An Analysis of Cortex-M Stack Mechanism

Hello everyone, I am Pi Zi Heng, a serious technical enthusiast. Today, I will introduce the ARM Cortex-M stack mechanism.

This article is a technical document I wrote before 2016, and I have spent some time reorganizing the format. Previously, I discussed the “Principle of Stack in Embedded Systems”; this article serves as an engineering practice of stack principles, specifically its application on ARM Cortex-M. The ARM Cortex-M family has evolved through many generations, and we will take the simplest Cortex-M0 as an example to discuss the stack mechanism:

1. Basic Rules

1.1 R13 / SP Register

An Analysis of Cortex-M Stack Mechanism

R0-R12 are general-purpose registers, and R13 is the system stack pointer (sp), which is used to access the stack, i.e., the system’s RAM area. The Cortex-M0 uses two stack pointers: the Main Stack Pointer (MSP) and the Process Stack Pointer (PSP). R13 can only point to one at any given time, with the default being MSP, which can be changed via the Control Register (CONTROL).

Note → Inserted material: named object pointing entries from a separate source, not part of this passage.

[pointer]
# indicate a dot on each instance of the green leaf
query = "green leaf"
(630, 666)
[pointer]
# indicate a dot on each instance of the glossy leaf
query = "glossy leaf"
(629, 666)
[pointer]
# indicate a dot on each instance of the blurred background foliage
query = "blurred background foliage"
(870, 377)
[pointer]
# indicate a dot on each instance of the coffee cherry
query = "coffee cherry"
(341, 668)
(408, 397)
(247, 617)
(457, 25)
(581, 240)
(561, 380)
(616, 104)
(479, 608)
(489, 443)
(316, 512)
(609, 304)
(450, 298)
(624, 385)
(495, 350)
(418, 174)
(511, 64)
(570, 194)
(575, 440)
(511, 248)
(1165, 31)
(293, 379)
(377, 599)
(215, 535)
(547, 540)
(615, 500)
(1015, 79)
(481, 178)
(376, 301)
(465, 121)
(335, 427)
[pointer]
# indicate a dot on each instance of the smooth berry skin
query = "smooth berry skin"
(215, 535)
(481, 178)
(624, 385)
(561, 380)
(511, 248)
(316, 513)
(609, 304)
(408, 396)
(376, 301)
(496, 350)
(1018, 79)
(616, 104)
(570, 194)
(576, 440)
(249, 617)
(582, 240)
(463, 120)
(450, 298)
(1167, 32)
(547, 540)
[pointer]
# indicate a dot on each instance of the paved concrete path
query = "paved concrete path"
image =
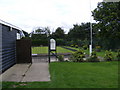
(27, 73)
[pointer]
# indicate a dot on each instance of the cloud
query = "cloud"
(28, 14)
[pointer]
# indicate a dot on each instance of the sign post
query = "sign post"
(52, 47)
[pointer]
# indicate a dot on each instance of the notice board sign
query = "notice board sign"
(52, 44)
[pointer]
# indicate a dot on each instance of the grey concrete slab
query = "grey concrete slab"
(15, 73)
(37, 72)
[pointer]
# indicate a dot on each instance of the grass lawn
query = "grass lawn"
(101, 53)
(76, 75)
(44, 50)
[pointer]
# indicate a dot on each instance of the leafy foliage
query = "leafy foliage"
(78, 56)
(108, 26)
(108, 55)
(118, 55)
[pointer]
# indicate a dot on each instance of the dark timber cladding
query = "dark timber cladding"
(9, 37)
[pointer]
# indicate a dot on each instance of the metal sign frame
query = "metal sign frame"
(50, 51)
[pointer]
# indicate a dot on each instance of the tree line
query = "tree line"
(106, 30)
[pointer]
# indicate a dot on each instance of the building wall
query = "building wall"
(8, 47)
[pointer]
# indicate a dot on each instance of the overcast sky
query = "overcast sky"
(28, 14)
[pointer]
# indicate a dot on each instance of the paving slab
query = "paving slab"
(37, 72)
(15, 73)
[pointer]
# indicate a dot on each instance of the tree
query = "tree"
(40, 36)
(107, 16)
(59, 33)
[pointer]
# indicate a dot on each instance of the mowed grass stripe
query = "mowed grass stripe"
(44, 50)
(76, 75)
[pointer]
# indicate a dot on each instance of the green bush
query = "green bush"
(60, 58)
(108, 56)
(93, 57)
(85, 47)
(97, 48)
(72, 45)
(118, 55)
(77, 56)
(40, 42)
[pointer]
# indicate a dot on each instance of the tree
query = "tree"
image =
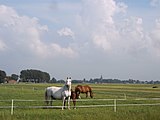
(2, 76)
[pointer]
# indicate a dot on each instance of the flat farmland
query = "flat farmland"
(110, 102)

An Analysis of Cortex-M Stack Mechanism

MSP is designated as the sp after the system reset (i.e., when it is in Handler Mode), used for handling exception interrupts. After the Reset_Handler ends, the CPU enters normal operation state (i.e., Thread Mode), and only in this state can PSP be used, although MSP can also be used. If a hard interrupt occurs afterward, it enters Handler Mode, and upon the end of the hardware interrupt, it returns to Thread Mode.

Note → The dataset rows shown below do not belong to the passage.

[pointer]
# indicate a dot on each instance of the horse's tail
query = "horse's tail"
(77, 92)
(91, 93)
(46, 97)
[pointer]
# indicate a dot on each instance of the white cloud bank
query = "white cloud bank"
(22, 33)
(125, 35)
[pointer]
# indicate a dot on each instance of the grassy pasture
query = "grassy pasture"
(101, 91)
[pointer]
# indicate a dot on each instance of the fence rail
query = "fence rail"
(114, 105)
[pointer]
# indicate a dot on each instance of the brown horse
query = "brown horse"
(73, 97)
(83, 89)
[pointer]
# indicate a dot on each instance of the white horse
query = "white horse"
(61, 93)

An Analysis of Cortex-M Stack Mechanism

The selection of MSP and PSP is configured via the CONTROL register, which can only be set in Thread Mode. Generally, there is no need to use PSP unless an OS is present, where MSP is used for the OS kernel’s sp, and PSP is used for thread-level app’s sp; these two sp must be strictly separated. In the compiler, the stack can be accessed via r13 (R13) or sp (SP) (specifically, whether it is MSP or PSP is determined by the current environment); MSP and PSP can also be accessed through designated MRS and MSR instructions.

1.2 Stack Structure

Stack structure without OS:

An Analysis of Cortex-M Stack Mechanism

Stack structure with OS:

An Analysis of Cortex-M Stack Mechanism

1.3 Stack Operations

In Cortex-M0, the stack grows towards lower address directions, implementing a full stack mechanism. Stack operations are performed using PUSH and POP commands.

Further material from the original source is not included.